The fatty membrane surrounding every living cell is a vibrant environment where countless biological processes take place. This membrane protects the cell from its surroundings and divides it into internal compartments; it is responsible for metabolism, energy production, communication with other cells and much more. Most of these processes are performed by proteins embedded within the cellular membrane. In a new study published recently in Nature Communications, researchers from Dr. Nir Fluman 's lab at the Weizmann Institute of Science revealed that thousands of proteins rely on their "tails" to become successfully embedded within the membrane and perform their functions. The researchers further showed that changes to those tails might be responsible for rare genetic disorders in humans.
While some proteins only cross the membrane once, many do so several times, like a thread being woven into a piece of cloth. These proteins are made up of three structural elements: helices embedded inside the membrane, loops connecting these helices, and tails - protein "thread ends" found at the beginning of the first helix and at the end of the last one. The sewing machine-like mechanism that weaves most of the protein helices into the membrane was deciphered decades ago. As part of the embedding process, the ribosome - the cell's protein production machine - attaches to the membrane and, every time a helix is pushed off the production line because the next helix in the chain is being produced, the sewing machine catches it and weaves it into the membrane. Problems can arise, however, in the last stage of the process, when the final helix remains stuck in the pipeline and is inaccessible to the sewing machine. If that helix cannot be successfully woven into the cell's membrane, the whole protein will not function.
In the new study, led by Drs. Ilya Kalinin and Hadas Peled-Zehavi from Fluman's lab in Weizmann's Biomolecular Sciences Department, the researchers sought to uncover the evolutionary solution to the problem of the final helix. It was already known that some proteins have a built-in solution: Their tails are long enough to ensure that, when they are produced, the last helix is pushed off the production line so that it can be successfully woven into the membrane before production of the protein ends. In contrast, many proteins - around 1,400 in the human body - are not so lucky: Their tails are simply too short.
""Membrane protein mutations cause disease, yet most remain a mystery. Understanding their integration could reveal new treatments"
The researchers found that during the evolutionary process these short tails developed hydrophobic properties, meaning that they repel water and are strongly attracted to fatty lipids. This could have helped them cross from the internal side of the fatty membrane to its exterior, thereby lodging the final helix inside the membrane. However, because of the thickness of the fatty membrane, the increase in hydrophobic properties alone is not enough; an additional process is needed to help the tails cross the membrane. To identify this process, the researchers silenced, one by one, every mechanism involved, and they found that disrupting a protein called YidC prevented the final helix from being woven into the membrane.
The discovery of YidC explained why, in the course of evolution, the short tails took on hydrophobic characteristics. Unlike the sewing-machine mechanism, which indiscriminately transports protein sections through the membrane using a channel that ensures their passage, the YidC flattens a certain part of the wide, fatty membrane, thereby helping only sections that are already naturally hydrophobic to cross the membrane more easily. This effectively solves the problem of the final helix.

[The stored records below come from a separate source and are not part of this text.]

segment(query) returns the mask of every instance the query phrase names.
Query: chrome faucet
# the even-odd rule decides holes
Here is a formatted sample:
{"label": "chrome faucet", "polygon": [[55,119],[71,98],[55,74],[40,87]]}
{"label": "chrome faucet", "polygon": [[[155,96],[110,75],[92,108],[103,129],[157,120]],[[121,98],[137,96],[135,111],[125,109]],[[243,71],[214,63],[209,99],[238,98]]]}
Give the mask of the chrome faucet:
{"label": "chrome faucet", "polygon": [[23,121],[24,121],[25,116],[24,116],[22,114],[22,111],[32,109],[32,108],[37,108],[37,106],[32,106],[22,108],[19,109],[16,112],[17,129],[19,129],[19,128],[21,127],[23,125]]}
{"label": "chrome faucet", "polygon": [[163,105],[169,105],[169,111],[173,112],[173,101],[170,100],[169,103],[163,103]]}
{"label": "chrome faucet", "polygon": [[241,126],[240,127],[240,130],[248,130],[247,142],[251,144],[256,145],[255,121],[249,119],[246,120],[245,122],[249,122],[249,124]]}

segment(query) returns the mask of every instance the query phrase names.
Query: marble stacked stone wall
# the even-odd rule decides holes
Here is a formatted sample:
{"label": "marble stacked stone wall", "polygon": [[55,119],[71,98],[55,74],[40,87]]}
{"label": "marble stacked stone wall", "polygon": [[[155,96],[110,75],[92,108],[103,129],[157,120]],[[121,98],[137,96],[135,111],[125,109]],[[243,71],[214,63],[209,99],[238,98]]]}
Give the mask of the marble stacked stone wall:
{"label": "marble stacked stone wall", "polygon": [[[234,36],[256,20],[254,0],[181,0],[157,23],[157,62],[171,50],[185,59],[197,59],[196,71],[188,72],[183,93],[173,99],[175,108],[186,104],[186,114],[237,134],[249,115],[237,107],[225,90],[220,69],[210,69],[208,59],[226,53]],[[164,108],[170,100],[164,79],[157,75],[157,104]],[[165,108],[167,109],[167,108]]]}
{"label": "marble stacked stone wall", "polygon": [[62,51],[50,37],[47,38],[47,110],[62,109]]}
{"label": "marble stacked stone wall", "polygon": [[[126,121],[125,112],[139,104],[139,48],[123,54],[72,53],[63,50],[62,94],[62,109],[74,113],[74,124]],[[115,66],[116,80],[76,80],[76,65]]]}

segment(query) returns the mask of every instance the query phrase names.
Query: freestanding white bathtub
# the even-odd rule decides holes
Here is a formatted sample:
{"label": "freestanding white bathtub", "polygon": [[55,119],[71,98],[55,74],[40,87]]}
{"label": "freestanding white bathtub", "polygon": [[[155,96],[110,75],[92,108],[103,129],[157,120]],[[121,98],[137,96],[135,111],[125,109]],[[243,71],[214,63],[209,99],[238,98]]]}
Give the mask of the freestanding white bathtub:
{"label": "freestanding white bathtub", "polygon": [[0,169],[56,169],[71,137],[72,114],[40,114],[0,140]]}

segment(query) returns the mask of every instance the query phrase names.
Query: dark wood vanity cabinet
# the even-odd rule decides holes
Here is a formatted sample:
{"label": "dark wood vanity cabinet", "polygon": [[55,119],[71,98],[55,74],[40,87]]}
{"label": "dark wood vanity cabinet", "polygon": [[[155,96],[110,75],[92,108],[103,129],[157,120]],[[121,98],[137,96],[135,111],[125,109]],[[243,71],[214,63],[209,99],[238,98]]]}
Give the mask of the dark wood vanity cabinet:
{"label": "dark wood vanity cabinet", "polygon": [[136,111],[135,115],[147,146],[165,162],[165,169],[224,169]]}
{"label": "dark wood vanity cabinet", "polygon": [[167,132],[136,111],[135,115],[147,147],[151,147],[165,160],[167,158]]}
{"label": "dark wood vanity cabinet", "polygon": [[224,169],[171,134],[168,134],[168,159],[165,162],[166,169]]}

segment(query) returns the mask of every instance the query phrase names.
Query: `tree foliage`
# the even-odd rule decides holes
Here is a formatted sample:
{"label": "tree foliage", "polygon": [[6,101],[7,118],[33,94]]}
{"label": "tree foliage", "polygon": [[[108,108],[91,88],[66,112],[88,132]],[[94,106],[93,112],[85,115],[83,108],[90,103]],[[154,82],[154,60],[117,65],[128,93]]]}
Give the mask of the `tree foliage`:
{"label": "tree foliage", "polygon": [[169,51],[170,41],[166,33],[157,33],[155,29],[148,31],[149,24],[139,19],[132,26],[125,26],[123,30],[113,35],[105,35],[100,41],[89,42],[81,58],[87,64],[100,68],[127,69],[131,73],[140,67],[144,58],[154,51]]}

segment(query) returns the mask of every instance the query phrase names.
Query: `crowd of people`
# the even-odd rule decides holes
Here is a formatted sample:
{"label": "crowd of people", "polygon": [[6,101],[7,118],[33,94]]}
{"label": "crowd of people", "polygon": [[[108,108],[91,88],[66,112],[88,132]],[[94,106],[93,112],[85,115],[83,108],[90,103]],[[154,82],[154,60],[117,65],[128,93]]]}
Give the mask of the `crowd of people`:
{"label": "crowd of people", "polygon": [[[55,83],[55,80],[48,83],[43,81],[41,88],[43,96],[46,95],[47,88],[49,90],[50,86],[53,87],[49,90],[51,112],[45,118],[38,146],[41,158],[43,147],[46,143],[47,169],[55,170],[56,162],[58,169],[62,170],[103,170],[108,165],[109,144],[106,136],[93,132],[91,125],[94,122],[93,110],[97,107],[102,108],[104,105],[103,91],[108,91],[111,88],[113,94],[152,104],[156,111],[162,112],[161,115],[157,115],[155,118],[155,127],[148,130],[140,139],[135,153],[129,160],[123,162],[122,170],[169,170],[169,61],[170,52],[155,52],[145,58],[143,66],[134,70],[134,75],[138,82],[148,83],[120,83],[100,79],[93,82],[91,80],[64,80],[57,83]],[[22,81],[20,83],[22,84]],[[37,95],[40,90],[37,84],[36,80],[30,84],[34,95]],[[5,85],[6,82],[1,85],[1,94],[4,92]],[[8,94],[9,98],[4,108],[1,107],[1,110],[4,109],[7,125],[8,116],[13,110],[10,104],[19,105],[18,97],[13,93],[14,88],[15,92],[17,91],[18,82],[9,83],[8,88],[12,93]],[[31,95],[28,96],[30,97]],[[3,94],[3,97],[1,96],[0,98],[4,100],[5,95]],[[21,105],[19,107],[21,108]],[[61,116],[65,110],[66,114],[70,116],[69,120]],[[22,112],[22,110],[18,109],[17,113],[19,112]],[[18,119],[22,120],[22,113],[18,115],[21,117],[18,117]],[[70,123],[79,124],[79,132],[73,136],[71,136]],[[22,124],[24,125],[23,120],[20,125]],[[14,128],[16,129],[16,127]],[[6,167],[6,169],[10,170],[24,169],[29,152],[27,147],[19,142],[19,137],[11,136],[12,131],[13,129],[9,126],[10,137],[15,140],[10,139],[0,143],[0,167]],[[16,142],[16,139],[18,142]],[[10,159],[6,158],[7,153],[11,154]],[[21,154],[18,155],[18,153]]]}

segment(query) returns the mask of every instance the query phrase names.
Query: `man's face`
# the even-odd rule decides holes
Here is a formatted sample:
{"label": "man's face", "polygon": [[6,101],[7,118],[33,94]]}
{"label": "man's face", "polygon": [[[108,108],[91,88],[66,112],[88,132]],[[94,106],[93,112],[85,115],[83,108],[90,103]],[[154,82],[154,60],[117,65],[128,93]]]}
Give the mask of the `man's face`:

Armed with these findings, the researchers decided to examine whether problems with short tails could explain some of the rare genetic diseases in humans. Using a database containing genetic sequences of patients' DNA, they identified five genetic diseases caused by mutations that resulted in the loss of hydrophobic properties in the short tail, including one rare genetic defect linked to epilepsy and another connected to an inflammatory condition. The researchers were able to trace the mechanisms of two of the diseases and realized that in both of them, the cells failed to weave in the final helix of the proteins, which caused the proteins to become dysfunctional. Moreover, these proteins were unable to arrive at their proper destination - a cellular organelle in which they are supposed to function - and were found instead inside another organelle that handles faulty proteins.
"Thousands of mutations in membrane proteins lead to human diseases, and we don't understand most of them," Fluman says. "If we can discover which protein sequences are important for getting these proteins into the membrane so that they can function - as we did with clarifying the dynamics of short tails - we can better understand these mysterious genetic diseases and search for effective treatments."
Also participating in the study were Alon Barshap, Shai Tamari, Yarden Weiss and Dr. Reinat Nevo from Weizmann's Biomolecular Sciences Department.
Science Numbers
Proteins that cross the cell's membrane at least 3 times are relatively common in nature: There are around 2,500 such proteins in humans, around 800 in brewer's yeast and approximately 700 in the E. coli bacterium.